Alameda Research CEO Caroline Ellison is cooperating with authorities in the FTX crypto case.
That’s according to a recently unsealed plea agreement showing the 28-year-old hedge funder is admitting her guilt to all seven of the fraud charges levied against her for the active role she is accused of knowingly playing in the disastrous, multi-billion-dollar implosion of the FTX enterprise group of companies.
The agreement, signed Monday (Dec. 18,) was released by federal prosecutors for the Southern District of New York (SDNY) late Wednesday night (Dec. 21). A paragraph of the document has been redacted, leaving information about some of the possible charges up in the air.
Another top lieutenant of the failed crypto exchange, FTX co-founder and engineering leader Gary Wang has similarly pled guilty to four charges and agreed to cooperate with the U.S. Department of Justice (DOJ). Wang was released on bail.
Representatives for both parties have yet to reply to PYMNTS’ request for comment.
Ellison Faces 110-Year Sentence
The unsealed document shows Ellison admits her guilt to committing wire fraud on Alameda Research’s lenders and FTX customers, engaging in a conspiracy to commit commodities fraud and securities fraud, and conspiring to commit money laundering.
“The defendant hereby acknowledges that the defendant has accepted this Agreement and decided to plead guilty because the defendant is in fact guilty,” Ellison’s plea stated.
The maximum total sentence carried by her crimes is 110 years.
But while FTX Group founder and failed CEO figurehead, Sam Bankman-Fried, is shuffled between international jail cells, Ellison so far faces only a fine and the forfeiture of assets gained from her time FTX and running Alameda.
As part of her guilty plea and contingent on her full testimony, the former Alameda Research head won’t be further prosecuted by the SDNY office beyond her existing criminal charges. The plea deal hinges on “substantial” assistance being provided by Ellison to the DOJ, as noted in the agreement. Ellison remains open to prosecution by other offices.
The guilty plea puts further pressure on Bankman-Fried, who has so far maintained his innocence.
As part of the deal, Ellison is to be released on a $250,000 bail and must surrender her passport and other travel documents.
“If the defendant fully complies with the understandings specified in this Agreement, the defendant will not be further prosecuted criminally by this Office,” stated the SDNY agreement.
As previously reported by PYMNTS, Ellison hired Stephanie Avakian, a former enforcement division chief at the Securities and Exchange Commission (SEC), to represent her.
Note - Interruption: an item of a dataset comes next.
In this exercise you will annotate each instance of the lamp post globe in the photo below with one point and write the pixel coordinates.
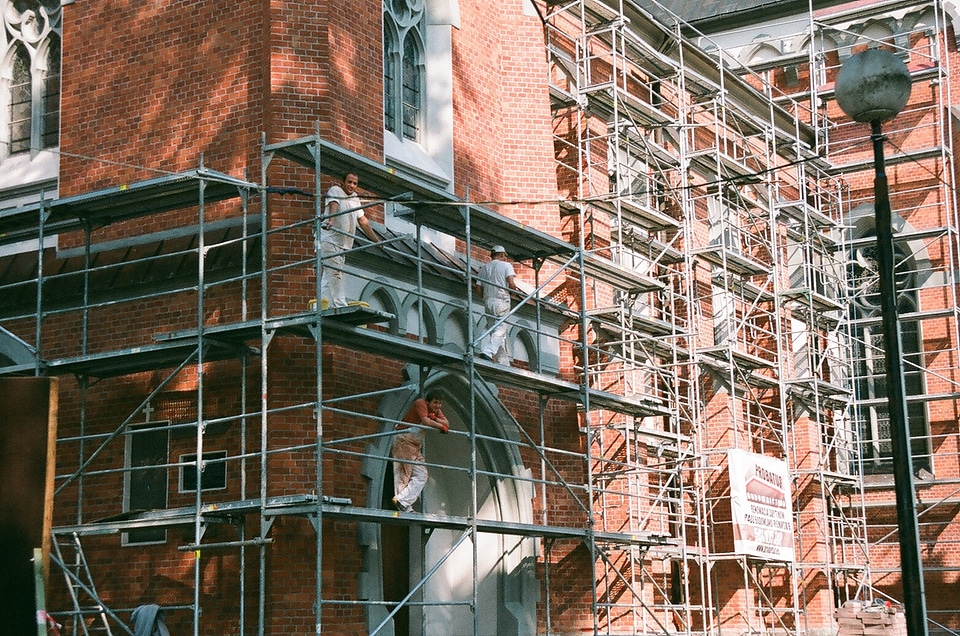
(873, 85)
According to the unsealed document, Ellison remains open to separate prosecution for any tax-related crimes or violations she may have engaged in during the multiyear fraudulent schemes she has already admitted guilt to and any tax crimes subsequently revealed during her testimony.
The Alameda CEO’s plea agreement says she will be deported if found not to be a U.S. citizen. While born in the U.S. to academic parents, many observers of the case have speculated that Ellison might have given up her citizenship to avoid U.S. taxes – a popular tactic by offshore crypto traders. It may leave the 28-year-old Stanford graduate open to the tax violation prosecution clause mentioned above.
FTX’s House of Cards Reveals Jokers Stayed in the Deck
Separately, the U.S. Securities and Exchange Commission (SEC) has charged Ellison and Wang for their roles in a “multiyear scheme to defraud equity investors of FTX.”
Wang, who worked as a software engineer at Google before co-founding Alameda and FTX with college friend Bankman-Fried, is accused by the SEC of creating the specific software code that allowed Alameda to divert FTX customer funds. It is alleged Ellison used those misappropriated FTX customer funds accessed through the encoded “backdoor” for Alameda’s trading activity.
Bankman-Fried, who has maintained his innocence in the eight criminal fraud and conspiracy counts filed against him by the DOJ, was extradited from the Bahamas Wednesday night (Dec. 21) and is now in the custody of the FBI.
Ellison and Wang will likely be key witnesses, given their proximity to Bankman-Fried and their knowledge of FTX’s inner workings, admissions of guilt, and stated willingness to cooperate with the prosecution team.
Bankman-Fried is set to appear before a judge as soon as possible for a bail hearing.
In a public video regarding the FTX case, U.S. Attorney Damian Williams said, “Today’s announcement will not be our last. If you participated in misconduct at FTX or Alameda, now is the time to get ahead of it. We are moving quickly and our patience is not eternal.”
The status or liabilities of other FTX leaders remains unknown.
Those individuals include Sam Trabucco, the former co-CEO of Alameda alongside Ellison; Ryan Salame, who tipped off the Bahamian government about FTX’s illegal activity; and Nishad Singh, the engineering director whose equity stake in FTX made him a one-time paper billionaire. Trabucco left the company over the summer, while Salame and Singh were both fired after FTX’s bankruptcy.